# (CTF) - Wissembourg (Frankreich)



## [email protected] (18. September 2009)

Hallo möchte vor Lemberg noch eine CTf einbauen lohnt sich hier die Anreise wirklich  ??!!.


mit welchen Hm ist zu rechnen ?


Gruß Pädchefahrer




*(CTF) - Wissembourg (Frankreich)*







Sonntag, 28. September 2008 
 20ème Randonnée VTT 
Col du Pigeonnier 
67160 Wissembourg    

Startzeitl : 8:00 -11:00 Uhr 
Strecken,  17, 35, 57 km.
Startgeld, 3,00 - 5,00 Euro
 Kontakt: [email protected] 

www.webtt.com/calendrier/info.php

 Diese Tour darf kein MTB Freak verpassen.  

Laut Stefan, die Mutter aller CTF's. Wahnsinns Trails, super Streckenführung, halt einfach Frankreich pur.  
Ok, die Anreise ist etwas länger, von SB aus ca. 1,5h aber das lohnt sich hundert Prozent, versprochen.


----------



## stefansls (19. September 2009)

Auf jeden fall hinfahren! Das darf man nicht verpassen. Die Anfahrt lohnt sich. Ich kann leider dieses Jahr nicht mitfahren


----------



## MTB-News.de




----------



## Klausoleum (19. September 2009)

Um verwechslungen vorzugeugen ;-) 

es ist der 27.September...


----------



## [email protected] (20. September 2009)

Danke Klausoleum,
da hat mir wohl das ein oder andere Weizen den Bildschirm vernebelt .

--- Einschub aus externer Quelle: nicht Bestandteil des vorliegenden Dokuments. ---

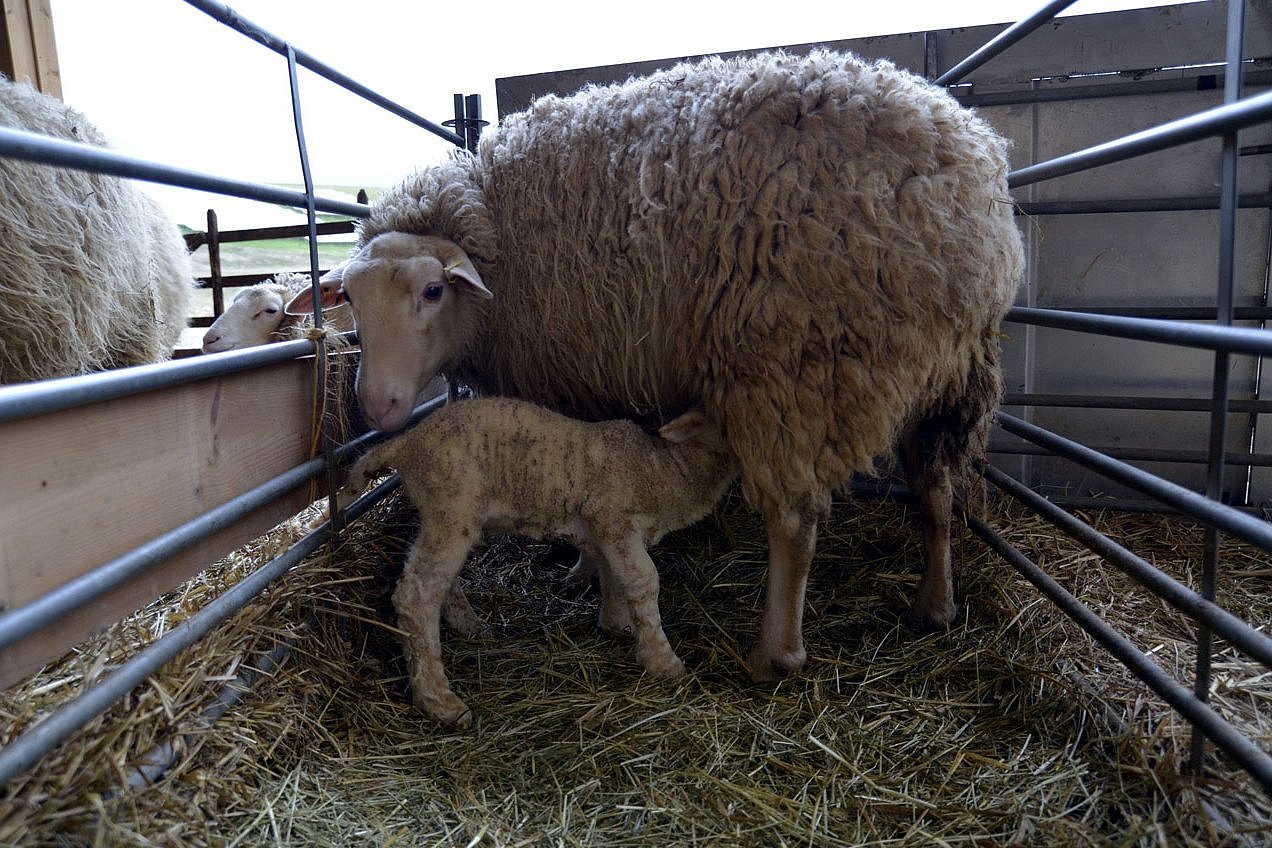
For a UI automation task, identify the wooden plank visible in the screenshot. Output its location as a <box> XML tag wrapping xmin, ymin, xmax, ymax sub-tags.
<box><xmin>0</xmin><ymin>0</ymin><xmax>62</xmax><ymax>98</ymax></box>
<box><xmin>0</xmin><ymin>360</ymin><xmax>328</xmax><ymax>688</ymax></box>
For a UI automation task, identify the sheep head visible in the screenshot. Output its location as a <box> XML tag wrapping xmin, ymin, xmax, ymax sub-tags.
<box><xmin>287</xmin><ymin>233</ymin><xmax>492</xmax><ymax>431</ymax></box>
<box><xmin>204</xmin><ymin>285</ymin><xmax>291</xmax><ymax>353</ymax></box>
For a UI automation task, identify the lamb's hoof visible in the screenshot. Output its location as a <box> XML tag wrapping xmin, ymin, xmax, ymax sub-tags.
<box><xmin>747</xmin><ymin>645</ymin><xmax>808</xmax><ymax>684</ymax></box>
<box><xmin>415</xmin><ymin>693</ymin><xmax>473</xmax><ymax>730</ymax></box>
<box><xmin>906</xmin><ymin>604</ymin><xmax>962</xmax><ymax>633</ymax></box>
<box><xmin>641</xmin><ymin>653</ymin><xmax>684</xmax><ymax>679</ymax></box>
<box><xmin>597</xmin><ymin>604</ymin><xmax>636</xmax><ymax>637</ymax></box>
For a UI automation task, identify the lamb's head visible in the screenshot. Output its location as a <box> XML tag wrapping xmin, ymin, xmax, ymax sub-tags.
<box><xmin>204</xmin><ymin>282</ymin><xmax>295</xmax><ymax>353</ymax></box>
<box><xmin>287</xmin><ymin>233</ymin><xmax>491</xmax><ymax>430</ymax></box>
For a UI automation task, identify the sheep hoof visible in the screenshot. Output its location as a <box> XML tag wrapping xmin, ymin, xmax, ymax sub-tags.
<box><xmin>906</xmin><ymin>604</ymin><xmax>962</xmax><ymax>633</ymax></box>
<box><xmin>747</xmin><ymin>645</ymin><xmax>808</xmax><ymax>683</ymax></box>
<box><xmin>641</xmin><ymin>653</ymin><xmax>684</xmax><ymax>679</ymax></box>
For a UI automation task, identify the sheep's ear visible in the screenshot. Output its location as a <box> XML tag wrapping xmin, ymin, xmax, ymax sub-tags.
<box><xmin>282</xmin><ymin>272</ymin><xmax>349</xmax><ymax>315</ymax></box>
<box><xmin>658</xmin><ymin>407</ymin><xmax>707</xmax><ymax>445</ymax></box>
<box><xmin>438</xmin><ymin>244</ymin><xmax>495</xmax><ymax>300</ymax></box>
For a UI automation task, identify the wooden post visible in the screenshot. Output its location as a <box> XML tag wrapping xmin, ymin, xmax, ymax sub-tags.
<box><xmin>0</xmin><ymin>0</ymin><xmax>62</xmax><ymax>98</ymax></box>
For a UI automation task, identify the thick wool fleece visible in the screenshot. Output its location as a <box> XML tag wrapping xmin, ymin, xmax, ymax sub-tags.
<box><xmin>0</xmin><ymin>76</ymin><xmax>193</xmax><ymax>383</ymax></box>
<box><xmin>360</xmin><ymin>51</ymin><xmax>1023</xmax><ymax>518</ymax></box>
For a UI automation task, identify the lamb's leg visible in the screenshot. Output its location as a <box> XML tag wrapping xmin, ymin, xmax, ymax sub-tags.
<box><xmin>901</xmin><ymin>432</ymin><xmax>958</xmax><ymax>631</ymax></box>
<box><xmin>441</xmin><ymin>582</ymin><xmax>486</xmax><ymax>637</ymax></box>
<box><xmin>393</xmin><ymin>519</ymin><xmax>474</xmax><ymax>727</ymax></box>
<box><xmin>748</xmin><ymin>507</ymin><xmax>817</xmax><ymax>683</ymax></box>
<box><xmin>598</xmin><ymin>533</ymin><xmax>684</xmax><ymax>678</ymax></box>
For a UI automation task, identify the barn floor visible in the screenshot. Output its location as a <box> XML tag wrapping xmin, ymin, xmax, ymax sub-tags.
<box><xmin>0</xmin><ymin>480</ymin><xmax>1272</xmax><ymax>847</ymax></box>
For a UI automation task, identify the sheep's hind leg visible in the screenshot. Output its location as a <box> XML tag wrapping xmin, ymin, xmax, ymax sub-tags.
<box><xmin>748</xmin><ymin>507</ymin><xmax>817</xmax><ymax>683</ymax></box>
<box><xmin>393</xmin><ymin>520</ymin><xmax>473</xmax><ymax>727</ymax></box>
<box><xmin>901</xmin><ymin>432</ymin><xmax>958</xmax><ymax>631</ymax></box>
<box><xmin>597</xmin><ymin>533</ymin><xmax>684</xmax><ymax>678</ymax></box>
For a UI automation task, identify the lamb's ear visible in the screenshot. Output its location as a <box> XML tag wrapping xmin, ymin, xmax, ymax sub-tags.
<box><xmin>438</xmin><ymin>243</ymin><xmax>495</xmax><ymax>299</ymax></box>
<box><xmin>282</xmin><ymin>264</ymin><xmax>349</xmax><ymax>315</ymax></box>
<box><xmin>658</xmin><ymin>407</ymin><xmax>707</xmax><ymax>445</ymax></box>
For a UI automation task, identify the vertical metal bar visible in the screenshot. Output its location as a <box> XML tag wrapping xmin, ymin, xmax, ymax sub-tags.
<box><xmin>207</xmin><ymin>209</ymin><xmax>225</xmax><ymax>318</ymax></box>
<box><xmin>464</xmin><ymin>94</ymin><xmax>481</xmax><ymax>153</ymax></box>
<box><xmin>1241</xmin><ymin>207</ymin><xmax>1272</xmax><ymax>506</ymax></box>
<box><xmin>287</xmin><ymin>44</ymin><xmax>342</xmax><ymax>535</ymax></box>
<box><xmin>1189</xmin><ymin>0</ymin><xmax>1245</xmax><ymax>774</ymax></box>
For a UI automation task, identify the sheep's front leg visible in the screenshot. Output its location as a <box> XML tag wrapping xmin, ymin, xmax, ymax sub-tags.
<box><xmin>393</xmin><ymin>517</ymin><xmax>476</xmax><ymax>727</ymax></box>
<box><xmin>748</xmin><ymin>507</ymin><xmax>817</xmax><ymax>683</ymax></box>
<box><xmin>599</xmin><ymin>533</ymin><xmax>684</xmax><ymax>678</ymax></box>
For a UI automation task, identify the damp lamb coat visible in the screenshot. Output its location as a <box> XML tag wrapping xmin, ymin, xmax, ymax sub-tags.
<box><xmin>0</xmin><ymin>76</ymin><xmax>193</xmax><ymax>383</ymax></box>
<box><xmin>312</xmin><ymin>51</ymin><xmax>1023</xmax><ymax>678</ymax></box>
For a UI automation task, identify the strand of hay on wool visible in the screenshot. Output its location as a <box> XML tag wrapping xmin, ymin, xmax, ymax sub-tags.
<box><xmin>0</xmin><ymin>488</ymin><xmax>1272</xmax><ymax>847</ymax></box>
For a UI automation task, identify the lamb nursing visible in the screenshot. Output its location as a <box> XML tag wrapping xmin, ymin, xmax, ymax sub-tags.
<box><xmin>342</xmin><ymin>398</ymin><xmax>736</xmax><ymax>725</ymax></box>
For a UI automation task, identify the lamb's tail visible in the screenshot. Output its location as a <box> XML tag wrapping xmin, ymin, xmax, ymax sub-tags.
<box><xmin>336</xmin><ymin>439</ymin><xmax>397</xmax><ymax>509</ymax></box>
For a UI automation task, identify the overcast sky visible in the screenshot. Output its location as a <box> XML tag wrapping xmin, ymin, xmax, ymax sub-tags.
<box><xmin>52</xmin><ymin>0</ymin><xmax>1180</xmax><ymax>226</ymax></box>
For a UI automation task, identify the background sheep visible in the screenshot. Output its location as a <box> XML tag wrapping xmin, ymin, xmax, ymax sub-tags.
<box><xmin>346</xmin><ymin>398</ymin><xmax>736</xmax><ymax>725</ymax></box>
<box><xmin>0</xmin><ymin>76</ymin><xmax>195</xmax><ymax>383</ymax></box>
<box><xmin>202</xmin><ymin>271</ymin><xmax>354</xmax><ymax>353</ymax></box>
<box><xmin>293</xmin><ymin>51</ymin><xmax>1023</xmax><ymax>680</ymax></box>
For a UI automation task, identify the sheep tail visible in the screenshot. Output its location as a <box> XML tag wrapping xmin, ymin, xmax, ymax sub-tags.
<box><xmin>913</xmin><ymin>332</ymin><xmax>1002</xmax><ymax>514</ymax></box>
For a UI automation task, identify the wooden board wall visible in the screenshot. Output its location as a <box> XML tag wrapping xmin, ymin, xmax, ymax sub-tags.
<box><xmin>0</xmin><ymin>360</ymin><xmax>328</xmax><ymax>689</ymax></box>
<box><xmin>0</xmin><ymin>0</ymin><xmax>62</xmax><ymax>98</ymax></box>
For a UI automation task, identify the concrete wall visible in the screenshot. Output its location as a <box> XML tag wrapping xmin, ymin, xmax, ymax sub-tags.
<box><xmin>496</xmin><ymin>1</ymin><xmax>1272</xmax><ymax>505</ymax></box>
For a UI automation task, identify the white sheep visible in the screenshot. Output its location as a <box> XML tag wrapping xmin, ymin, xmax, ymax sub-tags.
<box><xmin>291</xmin><ymin>50</ymin><xmax>1024</xmax><ymax>680</ymax></box>
<box><xmin>0</xmin><ymin>76</ymin><xmax>195</xmax><ymax>383</ymax></box>
<box><xmin>202</xmin><ymin>271</ymin><xmax>354</xmax><ymax>353</ymax></box>
<box><xmin>340</xmin><ymin>398</ymin><xmax>736</xmax><ymax>725</ymax></box>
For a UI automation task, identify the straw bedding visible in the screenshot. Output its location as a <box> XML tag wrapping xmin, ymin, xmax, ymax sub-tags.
<box><xmin>0</xmin><ymin>480</ymin><xmax>1272</xmax><ymax>847</ymax></box>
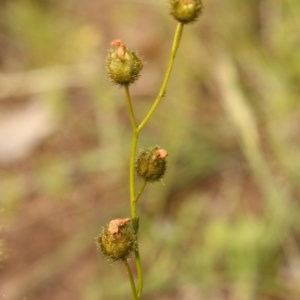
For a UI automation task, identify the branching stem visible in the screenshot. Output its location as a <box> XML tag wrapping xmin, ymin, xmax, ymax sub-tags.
<box><xmin>124</xmin><ymin>23</ymin><xmax>184</xmax><ymax>300</ymax></box>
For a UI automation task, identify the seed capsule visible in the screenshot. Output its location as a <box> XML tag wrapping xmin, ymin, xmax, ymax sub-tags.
<box><xmin>106</xmin><ymin>40</ymin><xmax>143</xmax><ymax>85</ymax></box>
<box><xmin>170</xmin><ymin>0</ymin><xmax>203</xmax><ymax>24</ymax></box>
<box><xmin>96</xmin><ymin>218</ymin><xmax>137</xmax><ymax>261</ymax></box>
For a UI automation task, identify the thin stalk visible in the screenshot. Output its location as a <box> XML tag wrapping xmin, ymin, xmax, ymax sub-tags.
<box><xmin>125</xmin><ymin>86</ymin><xmax>146</xmax><ymax>299</ymax></box>
<box><xmin>124</xmin><ymin>85</ymin><xmax>137</xmax><ymax>130</ymax></box>
<box><xmin>123</xmin><ymin>260</ymin><xmax>139</xmax><ymax>300</ymax></box>
<box><xmin>137</xmin><ymin>22</ymin><xmax>184</xmax><ymax>132</ymax></box>
<box><xmin>134</xmin><ymin>247</ymin><xmax>144</xmax><ymax>299</ymax></box>
<box><xmin>135</xmin><ymin>180</ymin><xmax>147</xmax><ymax>202</ymax></box>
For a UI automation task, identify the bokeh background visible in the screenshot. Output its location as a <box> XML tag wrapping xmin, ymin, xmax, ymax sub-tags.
<box><xmin>0</xmin><ymin>0</ymin><xmax>300</xmax><ymax>300</ymax></box>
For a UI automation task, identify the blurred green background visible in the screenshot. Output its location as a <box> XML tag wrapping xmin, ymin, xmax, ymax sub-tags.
<box><xmin>0</xmin><ymin>0</ymin><xmax>300</xmax><ymax>300</ymax></box>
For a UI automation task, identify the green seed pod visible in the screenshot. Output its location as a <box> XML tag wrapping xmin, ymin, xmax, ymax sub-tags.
<box><xmin>106</xmin><ymin>40</ymin><xmax>143</xmax><ymax>85</ymax></box>
<box><xmin>96</xmin><ymin>218</ymin><xmax>137</xmax><ymax>261</ymax></box>
<box><xmin>170</xmin><ymin>0</ymin><xmax>203</xmax><ymax>24</ymax></box>
<box><xmin>135</xmin><ymin>146</ymin><xmax>168</xmax><ymax>182</ymax></box>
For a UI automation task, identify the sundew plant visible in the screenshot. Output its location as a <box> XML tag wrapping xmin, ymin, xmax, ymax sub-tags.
<box><xmin>96</xmin><ymin>0</ymin><xmax>203</xmax><ymax>300</ymax></box>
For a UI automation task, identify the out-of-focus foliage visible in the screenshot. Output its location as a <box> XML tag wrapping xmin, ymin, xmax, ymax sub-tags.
<box><xmin>0</xmin><ymin>0</ymin><xmax>300</xmax><ymax>300</ymax></box>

Termin nach Info der Radschweine natürlich am 27.9.09 
Wissembourg/Weißenburg (Elsaß, nahe der Pfalz)


http://www.vetete.com/rando_vtt/2iz4cg/la_randonnee_vtt_de_wissembourg


----------



## brillenboogie (28. September 2009)

war nicht schlecht. die große begeisterung kam aber nicht auf, von der "mutter aller ctf`s" hatten wir uns doch etwas mehr erhofft. gefühlt mehr singletrails hoch als runter, kaum anspruchsvolle passagen (bis auf die stelle mit den treppen - da wäre manch einer vor übermut beinahe abgestürzt). waren natürlich sehr viele leute auf der strecke, so daß in den wenigen interessanten abfahrten eigentlich immer eine spaßbremse vor einem war. landschaftlich wars schön und gerade durch die giftigen anstiege konditionell recht anspruchsvoll. ich war nach den 57 km jedenfalls recht froh am merguez-stand anzukommen...
merguez und flammkuchen waren gut und rechtzeitig zum wählen waren wir auch zurück - nur gebracht hats leider nix...

boogie on!

tim


----------



## KillKenny (28. September 2009)

Ich fand die CTF richtig gut. Knackige Anstiege, anspruchsvolle Downhills, aber alles so, dass es für alle MTB'ler fahrbar ist (und nicht nur für Profis). Ich denke man kann bei einer Jedermann Veranstaltung nicht Renn-Niveau erwarten. 
Wir sind relativ spät gestartet und hatten kaum rollende Hindernisse vor uns.
Obwohl es mich ordentlich zerlegt hat (Fahrfehler, nicht Streckenfehler) bin ich nächstes Jahr bestimmt wieder da.
Übrigens die CTF Heidelsheim ein paar Wochen vorher ist auch sehr empfehlenswert.


----------